The Impact of Supply-side Subscriptions on the Gig Economy
Two-sided gig economy platforms face persistent challenges in retaining a reliable supplier base, aligning service provider availability with customer demand, and mitigating moral hazard. One emerging response is supply-side subscription models, where providers pay a fixed fee in exchange for reduced commissions and priority access to jobs. We study the equilibrium impact of such a model using data from a major Indian at-home services platform that shifted from a pure commission scheme to a two-part tariff in one focal category, while maintaining commission-only pricing in five control categories. The new scheme combines a monthly subscription fee with a lower per-job commission and preferential assignment for subscribed providers. Using a census of transactions, assignments, subscription choices, and provider histories, we construct weekly market-level aggregates for 36 city--category markets over 58 weeks and estimate the impact of the program with a synthetic differences-in-differences design.

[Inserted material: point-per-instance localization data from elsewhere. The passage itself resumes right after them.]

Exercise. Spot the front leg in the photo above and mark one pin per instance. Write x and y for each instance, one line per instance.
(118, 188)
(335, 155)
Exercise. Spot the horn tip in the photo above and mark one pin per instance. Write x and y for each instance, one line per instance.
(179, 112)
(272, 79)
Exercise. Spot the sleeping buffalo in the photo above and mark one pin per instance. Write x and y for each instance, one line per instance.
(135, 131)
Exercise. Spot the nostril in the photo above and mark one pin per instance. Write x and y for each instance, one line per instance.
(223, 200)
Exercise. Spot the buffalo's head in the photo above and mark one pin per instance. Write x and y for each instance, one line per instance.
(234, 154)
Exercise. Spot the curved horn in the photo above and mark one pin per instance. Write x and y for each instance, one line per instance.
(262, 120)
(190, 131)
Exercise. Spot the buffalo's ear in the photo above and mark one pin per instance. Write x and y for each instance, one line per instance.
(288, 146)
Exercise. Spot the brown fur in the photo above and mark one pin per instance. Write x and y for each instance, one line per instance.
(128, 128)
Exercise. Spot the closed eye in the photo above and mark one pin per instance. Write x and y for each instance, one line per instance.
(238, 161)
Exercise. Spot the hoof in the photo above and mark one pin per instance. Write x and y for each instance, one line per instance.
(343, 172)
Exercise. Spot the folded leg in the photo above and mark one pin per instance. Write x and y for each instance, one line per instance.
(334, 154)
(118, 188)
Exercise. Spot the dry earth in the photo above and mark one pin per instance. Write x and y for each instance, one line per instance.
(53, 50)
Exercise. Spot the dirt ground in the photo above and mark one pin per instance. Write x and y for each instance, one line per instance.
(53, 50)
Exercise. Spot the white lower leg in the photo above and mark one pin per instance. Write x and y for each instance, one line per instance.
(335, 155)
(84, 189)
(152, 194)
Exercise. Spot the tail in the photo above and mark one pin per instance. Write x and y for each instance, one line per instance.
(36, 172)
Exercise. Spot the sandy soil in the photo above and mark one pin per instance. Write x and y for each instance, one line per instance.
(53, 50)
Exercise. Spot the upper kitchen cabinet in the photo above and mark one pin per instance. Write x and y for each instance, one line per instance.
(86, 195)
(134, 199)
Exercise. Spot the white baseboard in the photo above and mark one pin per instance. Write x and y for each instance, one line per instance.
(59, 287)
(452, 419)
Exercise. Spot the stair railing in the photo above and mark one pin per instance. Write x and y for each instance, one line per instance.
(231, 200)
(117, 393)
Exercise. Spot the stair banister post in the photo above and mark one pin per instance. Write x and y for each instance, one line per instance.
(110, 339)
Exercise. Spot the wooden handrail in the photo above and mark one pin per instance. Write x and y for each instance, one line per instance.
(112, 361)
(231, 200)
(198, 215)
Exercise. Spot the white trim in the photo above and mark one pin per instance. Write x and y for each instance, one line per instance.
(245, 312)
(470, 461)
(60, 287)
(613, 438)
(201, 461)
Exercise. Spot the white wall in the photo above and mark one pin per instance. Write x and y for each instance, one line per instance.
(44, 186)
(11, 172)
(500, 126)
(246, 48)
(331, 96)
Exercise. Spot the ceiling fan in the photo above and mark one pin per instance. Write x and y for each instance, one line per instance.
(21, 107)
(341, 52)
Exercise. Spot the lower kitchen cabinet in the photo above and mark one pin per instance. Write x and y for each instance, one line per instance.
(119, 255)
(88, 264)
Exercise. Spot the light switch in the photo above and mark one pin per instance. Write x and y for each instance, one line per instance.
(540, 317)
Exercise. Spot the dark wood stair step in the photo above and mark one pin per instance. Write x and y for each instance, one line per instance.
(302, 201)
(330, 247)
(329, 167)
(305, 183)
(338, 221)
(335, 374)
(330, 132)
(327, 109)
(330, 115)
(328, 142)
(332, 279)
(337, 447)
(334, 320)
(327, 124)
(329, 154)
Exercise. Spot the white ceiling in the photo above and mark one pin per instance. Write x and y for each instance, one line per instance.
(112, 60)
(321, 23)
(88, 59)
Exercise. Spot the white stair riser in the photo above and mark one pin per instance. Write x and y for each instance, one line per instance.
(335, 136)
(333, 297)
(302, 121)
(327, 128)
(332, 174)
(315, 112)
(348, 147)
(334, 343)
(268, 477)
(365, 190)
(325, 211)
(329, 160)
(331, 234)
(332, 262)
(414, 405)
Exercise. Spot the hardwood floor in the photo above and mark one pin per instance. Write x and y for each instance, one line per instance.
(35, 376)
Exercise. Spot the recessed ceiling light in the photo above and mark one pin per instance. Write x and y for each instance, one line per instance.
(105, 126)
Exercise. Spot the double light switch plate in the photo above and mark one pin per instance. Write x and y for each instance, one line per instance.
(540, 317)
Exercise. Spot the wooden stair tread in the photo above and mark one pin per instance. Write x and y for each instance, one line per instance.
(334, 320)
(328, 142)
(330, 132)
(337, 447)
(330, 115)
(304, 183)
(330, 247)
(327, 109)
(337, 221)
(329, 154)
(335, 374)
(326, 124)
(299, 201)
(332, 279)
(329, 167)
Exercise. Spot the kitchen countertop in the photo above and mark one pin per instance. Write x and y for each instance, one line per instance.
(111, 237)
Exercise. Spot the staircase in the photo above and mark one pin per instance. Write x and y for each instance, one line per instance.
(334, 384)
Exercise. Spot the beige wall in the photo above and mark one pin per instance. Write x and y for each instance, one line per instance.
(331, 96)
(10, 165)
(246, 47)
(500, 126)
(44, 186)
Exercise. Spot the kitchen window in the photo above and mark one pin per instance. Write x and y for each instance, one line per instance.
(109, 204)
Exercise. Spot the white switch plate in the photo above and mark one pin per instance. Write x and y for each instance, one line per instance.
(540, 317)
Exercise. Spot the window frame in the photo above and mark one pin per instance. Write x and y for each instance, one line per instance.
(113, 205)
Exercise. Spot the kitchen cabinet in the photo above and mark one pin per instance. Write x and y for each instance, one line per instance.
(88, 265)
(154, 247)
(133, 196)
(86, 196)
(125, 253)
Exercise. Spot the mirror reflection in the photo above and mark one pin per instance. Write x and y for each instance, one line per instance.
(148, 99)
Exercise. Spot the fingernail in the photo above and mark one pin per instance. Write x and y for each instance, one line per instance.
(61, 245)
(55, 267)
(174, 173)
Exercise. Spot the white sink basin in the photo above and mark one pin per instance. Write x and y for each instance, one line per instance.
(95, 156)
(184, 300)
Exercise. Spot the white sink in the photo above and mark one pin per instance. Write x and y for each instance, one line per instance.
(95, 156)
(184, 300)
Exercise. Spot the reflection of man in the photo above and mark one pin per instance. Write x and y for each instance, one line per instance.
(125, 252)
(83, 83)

The subscription program induces substantial supply-side sorting: the active provider base in the treated category shrinks by roughly 50\%, as less loyal providers churn following the program’s introduction. At the same time, provider-related outcomes improve in aggregate: the share of active providers increases by about 9.5 percentage points, deliveries and revenue per provider rise by roughly 35--36\%, and the incidence of jobs with extra payments---a key moral hazard margin---declines by 7.7 percentage points, while average service ratings remain unchanged. On the demand side, the platform raises prices and experiences a moderate decline in job requests and fulfillment, leaving total platform revenue in the treated category approximately unchanged. Overall, supply-side subscriptions can reconfigure the provider base toward more committed providers and improve behavioral outcomes, even when they do not increase short-run platform revenues.
Bhoomija Ranjan

Bhoomija Ranjan is a Senior Lecturer of Marketing at Monash University. She received her PhD and MS in Business Administration from the University of Rochester. Dr. Ranjan's research primarily focuses on understanding how firms and individuals make decisions through quantitative modeling techniques. Her research spans retail, advertising and digital platforms. Her work integrates econometric modelling with strategic insights, examining diverse topics such as retail advertising, geospatial competition and economics of digital platforms. She has published in leading journals including the Journal of Marketing Research and the Journal of the Academy of Marketing Science.